Supe que te acercabas a mí por el dulce escalofrío que sacudió mi piel. Incliné hacia atrás la cabeza para que mi pelo te rozase al llegar.

Respiré hondo y cerré los ojos al sentir tu presencia, tu calor.

Posaste tus manos sobre mis hombros y presionaste, levemente, tu torso contra mi espalda. Un hormigueo recorrió mi vientre y bajó hasta mis muslos, tensándolos; contuve la respiración, permanecí así, sin prisa, equilibrando el vértigo, el temor y el deseo.

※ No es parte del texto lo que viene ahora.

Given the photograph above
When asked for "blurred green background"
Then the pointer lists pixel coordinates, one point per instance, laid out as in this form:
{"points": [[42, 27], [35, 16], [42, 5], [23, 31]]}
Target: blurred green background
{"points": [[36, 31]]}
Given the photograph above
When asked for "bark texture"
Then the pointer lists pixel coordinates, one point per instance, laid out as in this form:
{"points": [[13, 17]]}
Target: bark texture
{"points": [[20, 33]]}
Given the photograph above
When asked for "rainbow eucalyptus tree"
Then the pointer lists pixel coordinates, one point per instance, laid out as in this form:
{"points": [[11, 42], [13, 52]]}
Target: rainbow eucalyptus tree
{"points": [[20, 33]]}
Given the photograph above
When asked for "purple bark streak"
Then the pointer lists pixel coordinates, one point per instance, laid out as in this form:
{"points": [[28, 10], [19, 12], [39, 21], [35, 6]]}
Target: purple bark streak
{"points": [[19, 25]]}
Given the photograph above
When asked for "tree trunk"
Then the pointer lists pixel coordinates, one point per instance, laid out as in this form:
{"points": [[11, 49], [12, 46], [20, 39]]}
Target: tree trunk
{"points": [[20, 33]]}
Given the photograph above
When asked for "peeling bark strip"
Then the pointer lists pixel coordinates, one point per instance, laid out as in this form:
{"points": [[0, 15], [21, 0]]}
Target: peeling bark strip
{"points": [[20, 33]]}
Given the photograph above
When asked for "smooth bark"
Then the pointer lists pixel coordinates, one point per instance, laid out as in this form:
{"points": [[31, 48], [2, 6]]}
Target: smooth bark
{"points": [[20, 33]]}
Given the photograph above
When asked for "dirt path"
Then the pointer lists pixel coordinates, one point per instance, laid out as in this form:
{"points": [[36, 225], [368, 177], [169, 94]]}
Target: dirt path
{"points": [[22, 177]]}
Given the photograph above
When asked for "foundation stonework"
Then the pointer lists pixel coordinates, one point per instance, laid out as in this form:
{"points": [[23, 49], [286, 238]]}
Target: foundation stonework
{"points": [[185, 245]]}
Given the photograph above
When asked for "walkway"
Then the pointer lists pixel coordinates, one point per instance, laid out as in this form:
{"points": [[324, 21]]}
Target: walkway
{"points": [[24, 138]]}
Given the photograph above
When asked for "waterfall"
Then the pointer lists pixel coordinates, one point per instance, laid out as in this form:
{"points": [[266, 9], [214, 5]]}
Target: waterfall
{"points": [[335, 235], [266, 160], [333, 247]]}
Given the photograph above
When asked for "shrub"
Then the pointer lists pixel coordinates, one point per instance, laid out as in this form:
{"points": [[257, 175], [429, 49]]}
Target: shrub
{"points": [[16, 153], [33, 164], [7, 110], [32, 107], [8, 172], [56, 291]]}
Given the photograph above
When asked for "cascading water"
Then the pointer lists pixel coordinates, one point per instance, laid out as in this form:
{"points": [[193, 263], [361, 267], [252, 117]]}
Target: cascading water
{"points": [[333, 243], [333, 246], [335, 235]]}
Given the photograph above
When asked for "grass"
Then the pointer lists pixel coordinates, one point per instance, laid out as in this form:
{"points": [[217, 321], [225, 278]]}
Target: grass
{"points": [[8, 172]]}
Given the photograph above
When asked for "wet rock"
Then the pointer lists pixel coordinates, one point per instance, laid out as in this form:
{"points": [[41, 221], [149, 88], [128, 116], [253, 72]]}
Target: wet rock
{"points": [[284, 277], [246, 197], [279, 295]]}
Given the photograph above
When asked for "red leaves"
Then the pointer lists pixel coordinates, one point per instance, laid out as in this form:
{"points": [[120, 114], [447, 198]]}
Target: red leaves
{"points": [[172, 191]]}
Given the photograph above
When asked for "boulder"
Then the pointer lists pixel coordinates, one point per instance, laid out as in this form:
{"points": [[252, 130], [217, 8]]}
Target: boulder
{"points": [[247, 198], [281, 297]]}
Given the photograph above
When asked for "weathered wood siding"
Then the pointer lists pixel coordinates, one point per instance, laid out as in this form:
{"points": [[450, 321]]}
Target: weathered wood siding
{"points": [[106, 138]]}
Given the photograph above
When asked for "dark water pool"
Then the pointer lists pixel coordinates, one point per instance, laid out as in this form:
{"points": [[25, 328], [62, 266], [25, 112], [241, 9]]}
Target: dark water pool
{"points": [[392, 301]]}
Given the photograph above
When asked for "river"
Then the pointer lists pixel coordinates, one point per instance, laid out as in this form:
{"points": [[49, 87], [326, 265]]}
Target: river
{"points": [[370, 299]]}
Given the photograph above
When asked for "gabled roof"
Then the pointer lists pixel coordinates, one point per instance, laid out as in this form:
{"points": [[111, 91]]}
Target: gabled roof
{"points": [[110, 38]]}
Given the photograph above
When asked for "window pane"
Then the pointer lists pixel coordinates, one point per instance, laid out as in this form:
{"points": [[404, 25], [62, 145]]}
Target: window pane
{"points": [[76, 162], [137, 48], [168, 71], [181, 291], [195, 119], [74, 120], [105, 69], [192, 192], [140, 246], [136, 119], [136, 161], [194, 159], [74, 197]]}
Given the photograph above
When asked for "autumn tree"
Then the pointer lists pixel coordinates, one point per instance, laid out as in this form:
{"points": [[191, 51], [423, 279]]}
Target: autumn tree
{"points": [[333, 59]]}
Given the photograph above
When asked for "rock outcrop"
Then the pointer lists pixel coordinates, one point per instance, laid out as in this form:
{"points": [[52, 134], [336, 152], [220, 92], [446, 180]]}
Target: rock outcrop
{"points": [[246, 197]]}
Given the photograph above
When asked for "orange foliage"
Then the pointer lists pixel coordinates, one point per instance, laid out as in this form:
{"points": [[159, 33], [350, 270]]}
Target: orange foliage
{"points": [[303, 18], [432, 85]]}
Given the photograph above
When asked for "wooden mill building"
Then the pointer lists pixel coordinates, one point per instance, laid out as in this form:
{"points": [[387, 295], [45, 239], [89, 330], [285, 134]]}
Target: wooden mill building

Acariciaste suavemente mis brazos, lentamente bajaste hasta mi cintura, y despacio, sin dejar de tocarme, te detuviste en las caderas. Las sujetaste con firmeza y tiraste de ellas, hacia ti, con fuerza. Mordí mis labios e inspiré profundamente. Mi corazón estaba a punto de estallar. 

Por un segundo rocé tu cuerpo y entonces tú me impulsaste de tal modo que, al abrir los ojos, me perdí volando en el azul del cielo y no pude evitar un gemido de placer cuando, al caer desde lo alto, me volviste a enviar a las nubes empujando, de nuevo,  el columpio.